Avoid the cutaway that pulls focus, too. If your subject just said the most important sentence of the interview, do not bury that moment under a busy shot of the parking lot. Let the words land on the face. Save the cutaway for the setup or the wind-down.
You are cutting a five-minute founder profile. The founder says, three minutes in, a line about almost shutting the company down. It is the emotional center of the piece. But the take has a problem: between two strong sentences she pauses, looks at the producer, and says 'sorry, can I start that again?' before nailing it.
You want her two best sentences back to back. You select the first sentence, then the clean second sentence, and drop them next to each other. The picture jumps, the 'sorry' apology bleeds out, it looks broken.
So you lay her audio underneath, find a cutaway from the day, her hands on the keyboard, the empty office at dawn, and place it over the join. Now you hear: 'We were two weeks from running out of money,' and then, clean, 'and that is when everything changed.' Over the seam, her hands. The audience never knows there was ever a stumble. That is a cutaway doing real work.
Here is the part editors learn the hard way. The cleanest cutaways are the ones you planned for, not the ones you scrambled to find in the timeline. When you log your footage, mark the B-roll and the detail shots and note what they could cover. When you read the transcript, you can see exactly where you are going to need a join, because that is where you are stitching two non-adjacent selects together.

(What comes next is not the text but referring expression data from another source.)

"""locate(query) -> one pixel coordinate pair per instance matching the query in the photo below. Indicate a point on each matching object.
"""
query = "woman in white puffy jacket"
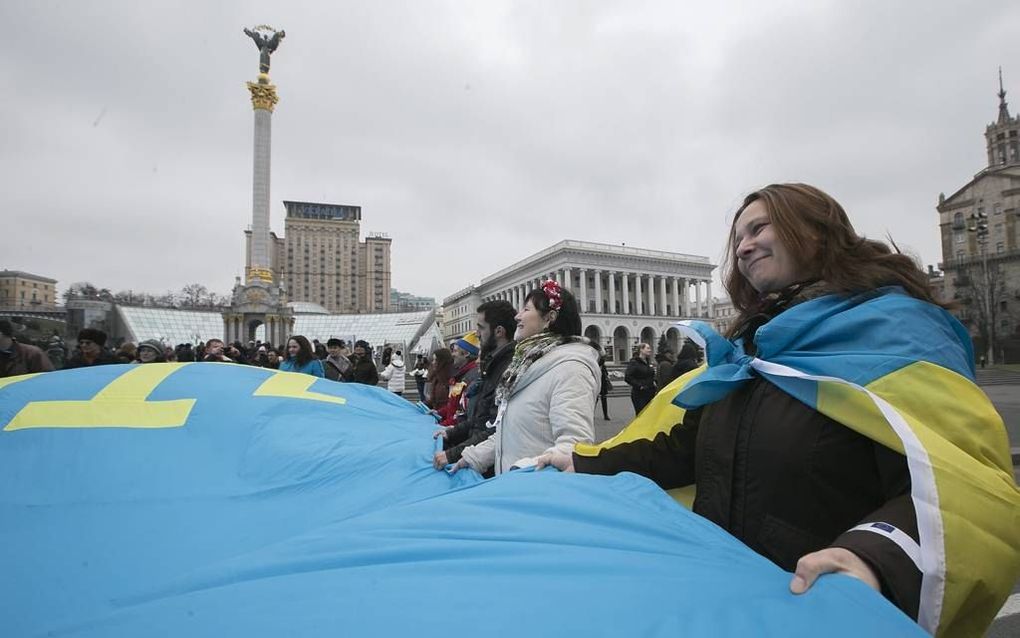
(546, 398)
(394, 374)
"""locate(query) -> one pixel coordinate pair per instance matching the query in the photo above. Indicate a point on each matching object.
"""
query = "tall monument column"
(259, 302)
(263, 100)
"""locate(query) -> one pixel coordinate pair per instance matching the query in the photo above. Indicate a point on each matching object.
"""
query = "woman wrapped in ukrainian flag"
(837, 427)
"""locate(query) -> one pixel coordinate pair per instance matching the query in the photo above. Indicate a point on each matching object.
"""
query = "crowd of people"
(812, 494)
(335, 360)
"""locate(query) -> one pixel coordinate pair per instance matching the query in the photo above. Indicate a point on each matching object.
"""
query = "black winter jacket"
(785, 480)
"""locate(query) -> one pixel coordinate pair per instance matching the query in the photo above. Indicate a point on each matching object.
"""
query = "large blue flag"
(220, 500)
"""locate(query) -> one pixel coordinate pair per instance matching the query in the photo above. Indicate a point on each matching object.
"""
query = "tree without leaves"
(982, 295)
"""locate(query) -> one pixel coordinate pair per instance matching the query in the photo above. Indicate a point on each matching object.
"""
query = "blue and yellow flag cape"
(900, 372)
(208, 499)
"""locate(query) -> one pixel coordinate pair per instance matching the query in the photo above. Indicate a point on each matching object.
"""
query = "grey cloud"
(476, 133)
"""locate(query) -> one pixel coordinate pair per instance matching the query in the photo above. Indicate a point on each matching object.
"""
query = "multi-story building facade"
(459, 316)
(24, 291)
(321, 258)
(626, 295)
(406, 302)
(979, 225)
(723, 315)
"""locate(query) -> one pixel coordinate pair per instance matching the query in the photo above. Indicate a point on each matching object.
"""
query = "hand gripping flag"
(900, 372)
(208, 499)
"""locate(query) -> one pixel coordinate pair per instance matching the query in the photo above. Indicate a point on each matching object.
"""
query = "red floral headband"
(554, 293)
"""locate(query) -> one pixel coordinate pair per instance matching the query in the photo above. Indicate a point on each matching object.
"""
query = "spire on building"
(1004, 111)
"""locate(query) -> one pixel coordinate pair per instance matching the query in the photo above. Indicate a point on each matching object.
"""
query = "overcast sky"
(476, 133)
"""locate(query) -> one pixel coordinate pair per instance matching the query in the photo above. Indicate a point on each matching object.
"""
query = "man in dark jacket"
(18, 358)
(336, 363)
(91, 350)
(362, 367)
(641, 378)
(497, 325)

This is the heart of a transcript-first workflow. Instead of scrubbing video for an hour hunting for a place to hide a cut, you read the words, mark the moments you want, and the joins announce themselves. With ScriptCut you highlight the strongest lines straight from the transcript, arrange them into a story, and the spots that need a cutaway are obvious, they are wherever two selects from different parts of the interview meet. You plan the cover in the pre-edit, then export a ready-to-cut timeline to DaVinci Resolve, Premiere Pro, or Final Cut, where you drop the cutaway over the seam. The pre-edit decides where the cutaways go; the NLE is where you finish them. For the longer version of that approach, see our guide on the transcript-to-timeline workflow and how to cut a documentary interview.
Get good at cutaways and a wall of talking-head footage stops being a wall. It becomes raw material you can reshape, tighten, and pace however the story needs. Related reading: what is b-roll and how to edit an interview faster.
B-roll is the supplemental footage itself, the office, the hands, the city. A cutaway is the act of cutting to that footage during a scene. Most cutaways use B-roll, but B-roll only becomes a cutaway when you place it over the main action to break away from it.
Yes, and that is one of its main jobs. By covering the join between two non-adjacent shots, a cutaway lets you delete the middle of a take without showing a jarring jump in the picture. The audio carries through while the picture changes.
A reaction shot is a cutaway showing how someone responds to what is happening, a listener nodding, a crowd gasping. It is a specific type of cutaway where the something else you cut to is a person's response.
There is no fixed number. Use a cutaway wherever it adds information, covers a needed edit, or resets a long take, and nowhere else. A cutaway with no purpose reads as filler and the audience feels the cheat.